Trevor Norton is a University of Liverpool Marine Biology Professor who further informs us that barnacles are tiny critters that live in houses with hinged roofs and eat dust-particle-sized detritus with gusto. This is one of thousands of facts he injects into his book, painlessly, with subtle, often self-deprecating good humor. He would have us believe that as a boy he was an indifferent scholar whose main claim to possible bright destiny were his detailed drawings of snails.
The book moves from Liverpool, to California, to the Isle of Man, aka "the Manx Riviera," a small island off the northwest coast of Britain probably best known for its motorcycle races. It was also a fragilely popular holiday site where both German and Jewish refugees were interned during the Second World War. Norton describes that era in entertaining detail. Everyone had to pitch in and do whatever work came up; one man asked to do plumbing said he was a gynecologist "but it's also a matter of tubes and pipes." The temporary population took to carving all manner of gewgaws and knitting with bits of wool that local sheep left on the barbed wire fences. The results of these efforts were sold shamelessly to the tourists who straggled in for the brief warm season, some coming just to gawp at the foreign ladies who sunbathed without clothes.
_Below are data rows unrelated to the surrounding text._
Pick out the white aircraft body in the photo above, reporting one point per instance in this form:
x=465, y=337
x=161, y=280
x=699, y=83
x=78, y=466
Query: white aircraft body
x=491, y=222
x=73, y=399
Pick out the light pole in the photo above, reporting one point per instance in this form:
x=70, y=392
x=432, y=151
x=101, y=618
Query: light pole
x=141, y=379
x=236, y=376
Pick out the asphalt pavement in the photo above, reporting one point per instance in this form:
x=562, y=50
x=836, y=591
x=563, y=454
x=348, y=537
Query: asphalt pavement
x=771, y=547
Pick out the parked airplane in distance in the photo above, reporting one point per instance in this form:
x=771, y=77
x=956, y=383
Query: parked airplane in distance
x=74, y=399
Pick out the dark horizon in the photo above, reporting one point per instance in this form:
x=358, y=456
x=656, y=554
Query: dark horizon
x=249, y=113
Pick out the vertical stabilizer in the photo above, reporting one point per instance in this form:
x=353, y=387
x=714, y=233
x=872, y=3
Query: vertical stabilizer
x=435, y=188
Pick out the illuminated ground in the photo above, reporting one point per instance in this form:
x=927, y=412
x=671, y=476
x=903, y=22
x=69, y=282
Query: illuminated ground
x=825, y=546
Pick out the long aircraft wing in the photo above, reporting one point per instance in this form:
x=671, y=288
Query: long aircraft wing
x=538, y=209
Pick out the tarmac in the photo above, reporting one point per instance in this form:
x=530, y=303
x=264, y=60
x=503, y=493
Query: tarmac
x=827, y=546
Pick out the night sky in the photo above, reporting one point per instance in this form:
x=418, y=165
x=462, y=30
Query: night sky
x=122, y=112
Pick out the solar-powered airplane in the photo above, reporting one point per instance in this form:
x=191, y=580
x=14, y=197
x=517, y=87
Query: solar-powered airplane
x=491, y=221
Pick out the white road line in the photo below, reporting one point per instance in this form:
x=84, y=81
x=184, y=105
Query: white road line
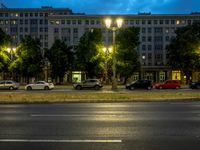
x=72, y=115
x=58, y=141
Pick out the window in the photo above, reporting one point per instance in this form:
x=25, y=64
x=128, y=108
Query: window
x=62, y=21
x=132, y=22
x=149, y=21
x=158, y=38
x=68, y=21
x=80, y=22
x=75, y=30
x=172, y=21
x=41, y=21
x=158, y=30
x=92, y=22
x=21, y=29
x=21, y=21
x=166, y=21
x=86, y=22
x=149, y=30
x=158, y=47
x=56, y=30
x=167, y=38
x=73, y=22
x=149, y=39
x=26, y=21
x=41, y=29
x=143, y=30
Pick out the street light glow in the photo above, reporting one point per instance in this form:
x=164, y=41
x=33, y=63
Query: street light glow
x=108, y=22
x=114, y=26
x=119, y=22
x=9, y=50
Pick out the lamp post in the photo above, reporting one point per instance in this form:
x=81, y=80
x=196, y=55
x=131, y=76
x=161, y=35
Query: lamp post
x=114, y=25
x=143, y=64
x=106, y=51
x=11, y=51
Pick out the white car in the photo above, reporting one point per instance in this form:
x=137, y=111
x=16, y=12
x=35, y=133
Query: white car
x=39, y=85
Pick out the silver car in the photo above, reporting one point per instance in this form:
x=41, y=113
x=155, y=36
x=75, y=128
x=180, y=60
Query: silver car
x=40, y=85
x=9, y=84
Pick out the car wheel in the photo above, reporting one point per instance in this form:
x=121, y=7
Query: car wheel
x=46, y=88
x=96, y=87
x=29, y=88
x=78, y=87
x=11, y=88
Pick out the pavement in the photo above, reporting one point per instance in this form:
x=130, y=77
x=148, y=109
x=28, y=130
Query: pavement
x=101, y=126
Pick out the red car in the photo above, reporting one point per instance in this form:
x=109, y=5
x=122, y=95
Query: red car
x=168, y=84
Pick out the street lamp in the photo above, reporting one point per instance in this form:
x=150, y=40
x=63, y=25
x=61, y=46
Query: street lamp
x=114, y=25
x=143, y=63
x=106, y=51
x=11, y=51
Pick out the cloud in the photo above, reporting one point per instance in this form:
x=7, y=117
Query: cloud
x=114, y=6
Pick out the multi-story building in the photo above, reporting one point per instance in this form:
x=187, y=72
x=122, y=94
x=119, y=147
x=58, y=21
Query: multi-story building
x=49, y=24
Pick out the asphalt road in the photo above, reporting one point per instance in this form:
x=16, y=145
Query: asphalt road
x=101, y=126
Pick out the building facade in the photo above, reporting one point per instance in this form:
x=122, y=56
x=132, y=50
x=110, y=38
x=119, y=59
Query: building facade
x=49, y=24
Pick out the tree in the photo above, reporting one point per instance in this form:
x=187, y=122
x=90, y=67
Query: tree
x=4, y=56
x=29, y=60
x=127, y=56
x=61, y=58
x=89, y=53
x=184, y=50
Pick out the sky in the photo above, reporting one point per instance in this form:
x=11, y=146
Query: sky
x=112, y=6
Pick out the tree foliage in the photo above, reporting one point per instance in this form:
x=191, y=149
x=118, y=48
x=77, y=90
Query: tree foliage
x=184, y=50
x=29, y=60
x=89, y=53
x=61, y=59
x=127, y=56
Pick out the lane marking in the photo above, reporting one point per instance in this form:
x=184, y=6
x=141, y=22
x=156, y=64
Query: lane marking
x=72, y=115
x=59, y=141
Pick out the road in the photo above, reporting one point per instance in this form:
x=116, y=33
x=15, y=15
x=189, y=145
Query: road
x=101, y=126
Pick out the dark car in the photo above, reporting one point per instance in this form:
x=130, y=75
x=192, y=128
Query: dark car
x=195, y=85
x=9, y=85
x=168, y=84
x=140, y=84
x=89, y=83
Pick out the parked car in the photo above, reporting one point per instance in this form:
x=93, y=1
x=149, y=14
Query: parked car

One B&B was being assessed for damages after the war and all appeared well until someone realized that the drawers had fronts, but no backs – the innards had been used for whittling souvenirs. Norton centered much of his marine research at Port of Erin on the Isle of Man and so became something of a wool-gatherer himself, drawing together the threads of pertinent local history along with his studies of any and all species of sea life.
It was at Port of Erin that Norton observed the casualties that remained after the dredges dragging for herring, "the silver darlings," passed on. He comments that lost dredges keep fishing, with dead creatures trapped within becoming the bait for new generations of hungry captives. "Even if all the fisherman became extinct, some of their gear would go on fishing...we call it ghost fishing."
In California, Norton followed in the sandy footsteps of John Steinbeck and the legendary biologist Ed Ricketts, model for the character “Doc” in Steinbeck’s Cannery Row. Everywhere Norton goes he records the pertinent and the hilarious, such as his experience in a Spanish bar where the ceiling appeared black. Then his companion tossed a sardine up into the air, and the blackness moved and parted, revealing a white ceiling underneath a thick layer of flies.
Even if you’ve never had the mildest interest in the activity of plankton or the lovemaking techniques of dolphins, you will find something in this book to cherish. Norton is not only an expert in his field; he is a first-rate raconteur who can find reason for a story in the most humble species and surroundings.